In maize, inflorescence morphology is largely governed by the RAMOSA pathway under the coordinated regulation of RA1, RA2, and RA3. Maize RA3 shows a highly localized expression pattern at the base of inflorescence branches and encodes a functional T6P phosphatase, suggesting a role for trehalose signaling in meristem determinacy (5). A clear ortholog of RA3 is not present in barley. However, a homolog of RA3, termed SISTER OF RAMOSA3 (SRA), has been identified in barley (HvSRA) and related grasses (5). The rice homolog of RA3 (OsSRA) also showed highly localized expression pattern at the base of inflorescence branches (5), suggesting a role in inflorescence patterning. In maize, RA1 transcripts are under the control of RA2 and RA3, whereby RA2 controls the fate of SPMs through the RA1–REL2 determinacy complex (4). The SPM is specific to the tribe Andropogoneae, as is RA1 (1, 2). Thus, HvRA2 seemed to have maintained a conserved function (control over meristem determinacy), but diversified the downstream targets for executing this function in barley (as the ortholog/homolog of RA1 is missing in barley). In the large barley mutant collection, several spike mutants for the multifloret or branched spike, such as extra floret (flo)-a, flo-b, flo-c, compositum1 (com1), com2, and multiflorus2 (mul2), were reported, but the underlying genes for these mutants have still not been identified. These loci could be potential candidate targets of Vrs4 for conferring spikelet determinacy. Although RA2 and RA3 act independently in maize, we found that HvRA2 may regulate transcripts of HvSRA and T6P synthase, which in turn may regulate specific growth responses through synthesis of T6P (Fig. 4C) (27). Moreover, HvRA2 coopted a genus-specific function for the row-type pathway through regulation of Vrs1 (control over lateral spikelet fertility), thereby clearly indicating different gene sets and networks for inflorescence development compared with maize (Fig. 4C). In addition, we showed transcript differences for HvCKX2 and auxin transporters in vrs4 mutants, further suggesting a role in inflorescence growth and development (Fig. 4C).
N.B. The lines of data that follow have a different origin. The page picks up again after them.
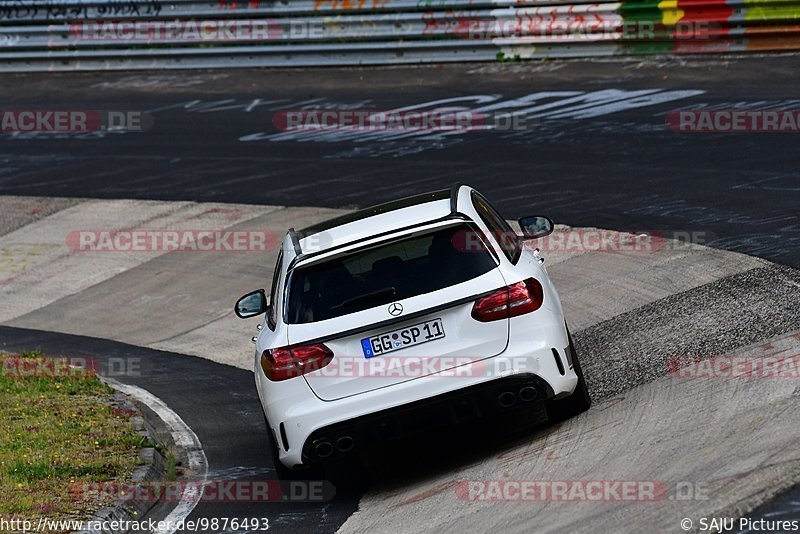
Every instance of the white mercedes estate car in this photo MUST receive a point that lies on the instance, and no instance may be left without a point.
(428, 307)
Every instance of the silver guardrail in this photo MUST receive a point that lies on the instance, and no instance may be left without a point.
(39, 35)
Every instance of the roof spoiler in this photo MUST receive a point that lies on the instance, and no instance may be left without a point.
(293, 235)
(454, 197)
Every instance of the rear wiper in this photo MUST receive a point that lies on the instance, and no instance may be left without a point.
(378, 294)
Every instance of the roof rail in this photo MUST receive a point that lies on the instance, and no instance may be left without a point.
(295, 242)
(454, 197)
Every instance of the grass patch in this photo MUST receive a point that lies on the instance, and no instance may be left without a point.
(57, 432)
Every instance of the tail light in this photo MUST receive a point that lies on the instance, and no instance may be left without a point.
(510, 301)
(289, 362)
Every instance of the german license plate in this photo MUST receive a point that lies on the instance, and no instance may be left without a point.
(402, 338)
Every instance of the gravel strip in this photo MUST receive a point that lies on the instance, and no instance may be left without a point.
(736, 311)
(16, 212)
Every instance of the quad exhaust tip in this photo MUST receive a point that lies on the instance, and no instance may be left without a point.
(528, 393)
(506, 399)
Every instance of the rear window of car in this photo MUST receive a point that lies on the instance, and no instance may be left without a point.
(392, 271)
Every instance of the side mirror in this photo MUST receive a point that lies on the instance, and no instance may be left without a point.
(252, 304)
(535, 226)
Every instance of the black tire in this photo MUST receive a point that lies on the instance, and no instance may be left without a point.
(578, 402)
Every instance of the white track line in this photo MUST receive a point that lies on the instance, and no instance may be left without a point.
(186, 439)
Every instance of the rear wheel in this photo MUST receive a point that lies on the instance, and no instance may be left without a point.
(578, 402)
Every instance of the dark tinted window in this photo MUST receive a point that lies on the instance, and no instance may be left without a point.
(505, 235)
(392, 271)
(272, 314)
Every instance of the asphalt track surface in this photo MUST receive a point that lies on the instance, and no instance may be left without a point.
(596, 151)
(213, 139)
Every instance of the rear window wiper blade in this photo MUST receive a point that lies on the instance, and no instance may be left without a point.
(378, 294)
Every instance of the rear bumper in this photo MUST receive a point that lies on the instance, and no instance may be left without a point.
(308, 420)
(455, 407)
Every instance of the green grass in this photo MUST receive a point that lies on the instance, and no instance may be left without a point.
(57, 433)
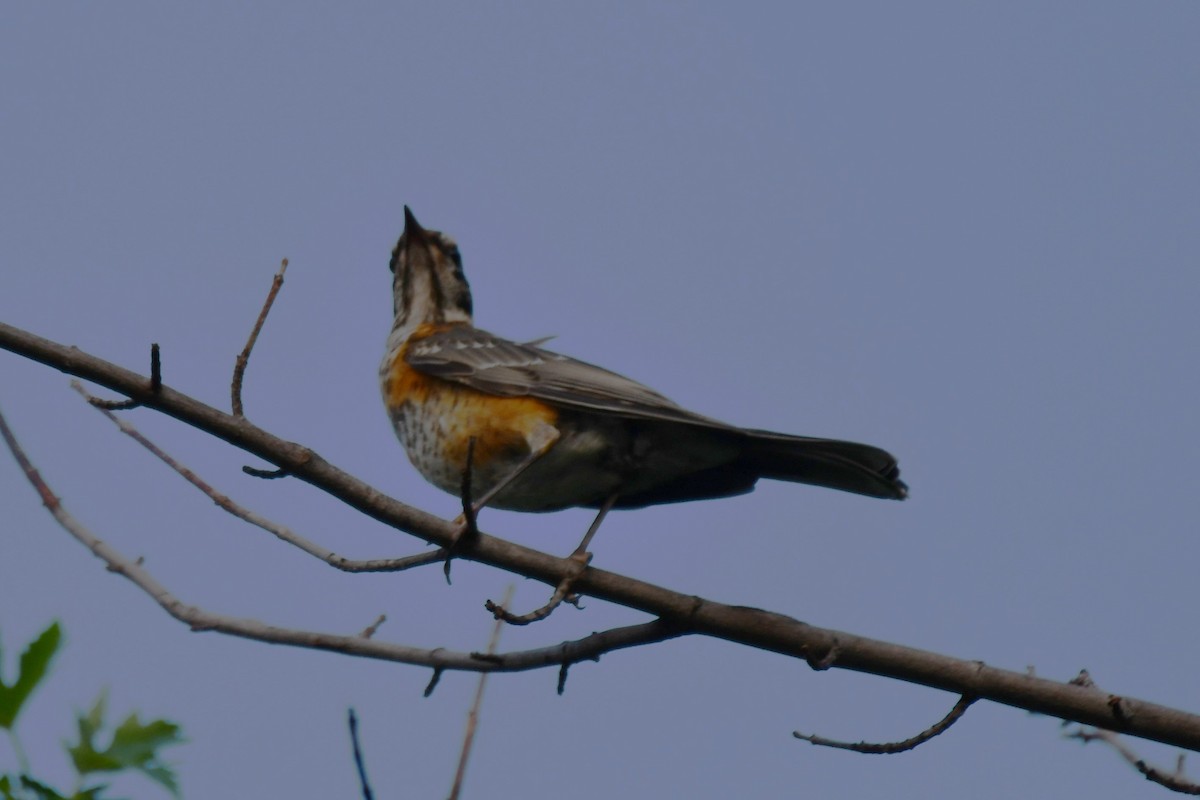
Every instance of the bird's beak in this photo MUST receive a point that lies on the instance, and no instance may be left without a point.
(413, 230)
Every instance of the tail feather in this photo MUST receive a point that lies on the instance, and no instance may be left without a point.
(845, 465)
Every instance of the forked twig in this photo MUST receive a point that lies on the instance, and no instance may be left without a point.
(239, 370)
(198, 619)
(889, 747)
(468, 737)
(563, 591)
(562, 594)
(1174, 781)
(281, 531)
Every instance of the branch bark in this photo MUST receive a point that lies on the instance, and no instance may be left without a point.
(821, 648)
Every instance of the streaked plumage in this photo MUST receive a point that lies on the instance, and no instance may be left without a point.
(603, 434)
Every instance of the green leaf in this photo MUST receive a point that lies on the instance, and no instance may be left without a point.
(34, 663)
(135, 746)
(41, 791)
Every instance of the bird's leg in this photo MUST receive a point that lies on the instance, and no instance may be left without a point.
(580, 559)
(540, 441)
(581, 552)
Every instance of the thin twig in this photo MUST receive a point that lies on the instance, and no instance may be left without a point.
(563, 591)
(887, 749)
(1174, 781)
(239, 368)
(267, 474)
(753, 627)
(373, 627)
(271, 527)
(198, 619)
(562, 594)
(358, 757)
(468, 737)
(155, 386)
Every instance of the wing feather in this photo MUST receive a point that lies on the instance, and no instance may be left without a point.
(497, 366)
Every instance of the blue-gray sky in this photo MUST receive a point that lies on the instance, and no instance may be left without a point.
(969, 233)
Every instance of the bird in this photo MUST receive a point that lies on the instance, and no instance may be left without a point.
(537, 431)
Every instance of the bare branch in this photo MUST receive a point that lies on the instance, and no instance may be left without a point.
(239, 370)
(676, 612)
(588, 648)
(358, 757)
(887, 749)
(267, 474)
(562, 594)
(271, 527)
(127, 404)
(468, 738)
(1174, 781)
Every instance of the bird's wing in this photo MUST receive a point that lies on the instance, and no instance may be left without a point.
(490, 364)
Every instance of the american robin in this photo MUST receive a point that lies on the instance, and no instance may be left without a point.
(544, 432)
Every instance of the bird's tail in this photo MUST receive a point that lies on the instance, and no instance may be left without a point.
(845, 465)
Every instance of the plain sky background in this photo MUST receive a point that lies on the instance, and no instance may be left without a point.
(966, 232)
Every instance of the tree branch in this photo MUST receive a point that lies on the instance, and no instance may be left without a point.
(678, 613)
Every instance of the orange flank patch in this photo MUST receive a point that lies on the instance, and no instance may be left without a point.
(449, 414)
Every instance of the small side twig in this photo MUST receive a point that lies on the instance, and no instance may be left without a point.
(280, 531)
(887, 749)
(358, 757)
(373, 627)
(468, 737)
(1174, 781)
(562, 594)
(155, 386)
(239, 370)
(265, 474)
(198, 619)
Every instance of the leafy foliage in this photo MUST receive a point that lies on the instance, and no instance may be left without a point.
(133, 745)
(34, 663)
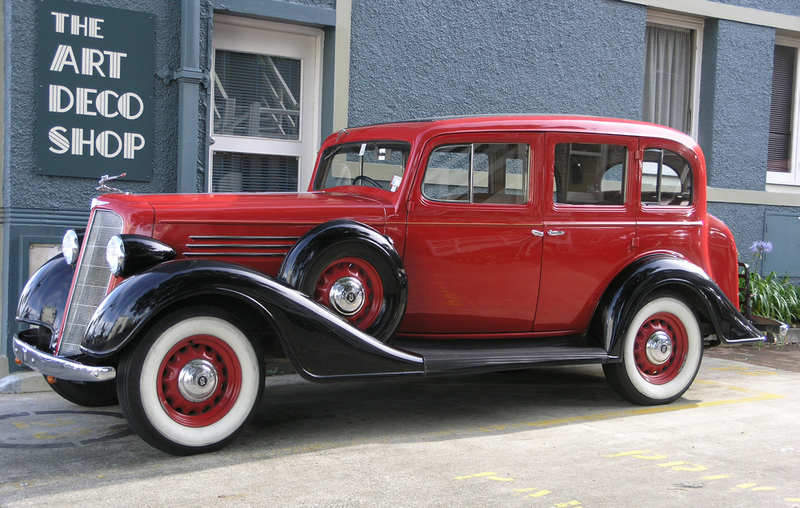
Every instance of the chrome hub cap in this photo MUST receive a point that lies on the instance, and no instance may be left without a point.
(347, 296)
(197, 380)
(658, 348)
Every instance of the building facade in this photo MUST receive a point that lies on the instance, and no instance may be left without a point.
(237, 95)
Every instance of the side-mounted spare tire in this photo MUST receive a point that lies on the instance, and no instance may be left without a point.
(354, 271)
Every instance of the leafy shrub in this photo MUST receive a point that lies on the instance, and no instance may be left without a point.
(774, 298)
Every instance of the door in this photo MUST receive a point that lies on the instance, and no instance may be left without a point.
(473, 243)
(589, 225)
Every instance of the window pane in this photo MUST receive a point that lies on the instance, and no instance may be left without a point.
(500, 174)
(780, 113)
(256, 95)
(667, 76)
(447, 175)
(243, 172)
(377, 164)
(666, 178)
(590, 174)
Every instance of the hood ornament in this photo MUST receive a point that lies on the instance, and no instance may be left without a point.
(105, 188)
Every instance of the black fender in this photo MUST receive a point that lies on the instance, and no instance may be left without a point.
(319, 344)
(621, 300)
(300, 259)
(44, 298)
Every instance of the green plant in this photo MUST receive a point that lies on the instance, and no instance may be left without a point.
(774, 298)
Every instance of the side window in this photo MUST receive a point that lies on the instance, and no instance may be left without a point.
(666, 178)
(478, 173)
(590, 174)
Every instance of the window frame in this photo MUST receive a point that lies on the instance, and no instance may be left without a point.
(253, 36)
(526, 174)
(695, 25)
(793, 176)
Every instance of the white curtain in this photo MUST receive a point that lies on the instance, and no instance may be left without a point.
(667, 76)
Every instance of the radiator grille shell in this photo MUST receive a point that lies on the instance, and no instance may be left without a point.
(92, 278)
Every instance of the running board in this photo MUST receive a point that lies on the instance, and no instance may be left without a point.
(458, 356)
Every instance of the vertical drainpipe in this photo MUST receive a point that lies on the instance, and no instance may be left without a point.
(189, 77)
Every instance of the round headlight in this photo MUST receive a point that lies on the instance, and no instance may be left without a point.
(70, 246)
(115, 255)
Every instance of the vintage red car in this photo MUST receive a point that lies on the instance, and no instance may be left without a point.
(422, 248)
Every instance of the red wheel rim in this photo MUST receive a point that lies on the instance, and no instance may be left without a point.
(366, 275)
(661, 373)
(229, 381)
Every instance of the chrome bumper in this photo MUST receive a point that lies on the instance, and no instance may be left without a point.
(60, 368)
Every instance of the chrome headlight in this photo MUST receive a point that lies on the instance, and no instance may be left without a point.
(71, 246)
(115, 255)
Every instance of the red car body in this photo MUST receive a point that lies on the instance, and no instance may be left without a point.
(463, 244)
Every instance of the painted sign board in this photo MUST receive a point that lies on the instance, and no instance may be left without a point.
(95, 91)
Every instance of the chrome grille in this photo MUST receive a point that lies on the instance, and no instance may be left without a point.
(91, 280)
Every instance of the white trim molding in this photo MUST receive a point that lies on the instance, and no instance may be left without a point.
(716, 10)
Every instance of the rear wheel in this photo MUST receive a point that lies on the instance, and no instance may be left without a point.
(661, 352)
(193, 382)
(357, 283)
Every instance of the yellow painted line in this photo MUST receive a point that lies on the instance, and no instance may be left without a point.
(625, 454)
(650, 457)
(691, 467)
(672, 464)
(756, 397)
(478, 475)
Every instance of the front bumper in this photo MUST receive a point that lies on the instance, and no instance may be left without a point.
(58, 367)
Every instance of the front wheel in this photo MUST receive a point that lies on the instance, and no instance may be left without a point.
(192, 383)
(661, 352)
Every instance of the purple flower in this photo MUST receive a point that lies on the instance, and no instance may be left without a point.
(759, 247)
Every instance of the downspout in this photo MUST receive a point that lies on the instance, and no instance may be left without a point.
(189, 77)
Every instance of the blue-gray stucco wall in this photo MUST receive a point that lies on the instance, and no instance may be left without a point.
(735, 98)
(437, 58)
(23, 188)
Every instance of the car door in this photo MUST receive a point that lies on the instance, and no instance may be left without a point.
(668, 216)
(473, 244)
(589, 225)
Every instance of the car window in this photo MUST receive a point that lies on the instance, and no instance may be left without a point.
(589, 174)
(666, 178)
(478, 173)
(376, 164)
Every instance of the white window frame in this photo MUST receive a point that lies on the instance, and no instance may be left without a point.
(247, 35)
(793, 176)
(696, 26)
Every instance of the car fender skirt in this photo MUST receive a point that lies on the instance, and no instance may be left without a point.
(319, 344)
(667, 272)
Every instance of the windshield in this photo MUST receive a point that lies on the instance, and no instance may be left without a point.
(377, 164)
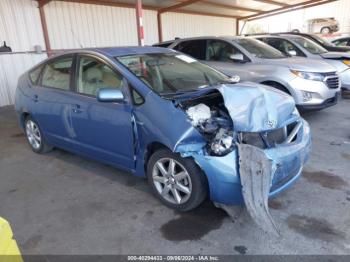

Taken together, our results suggest that Vrs4 is a central player in establishing inflorescence architecture of barley spikes, as well as in determining yield potential and grain number. Thus, a better understanding of the underlying gene regulatory networks during spike formation may help to improve future grain yields of small-grain cereals.

Materials and Methods

Plant Material.

Allelic vrs4 mutants (SI Appendix, Table S4) were obtained from the Nordic Genetic Resource Center, the National Small Grains Collection (US Department of Agriculture), and the IPK gene bank. Seventy-seven diverse barley accessions were obtained from IPK gene bank for haplotype analysis. The mutant alleles vrs4.l (syn. Xc 41.5), its two-rowed progenitor Piroline, and Bowman isolines BW-NIL(vrs4.k) and BW-NIL(mul.1a) were used for phenotypic descriptions and SEM analysis. Plant material used for generating the mapping populations is discussed in SI Appendix.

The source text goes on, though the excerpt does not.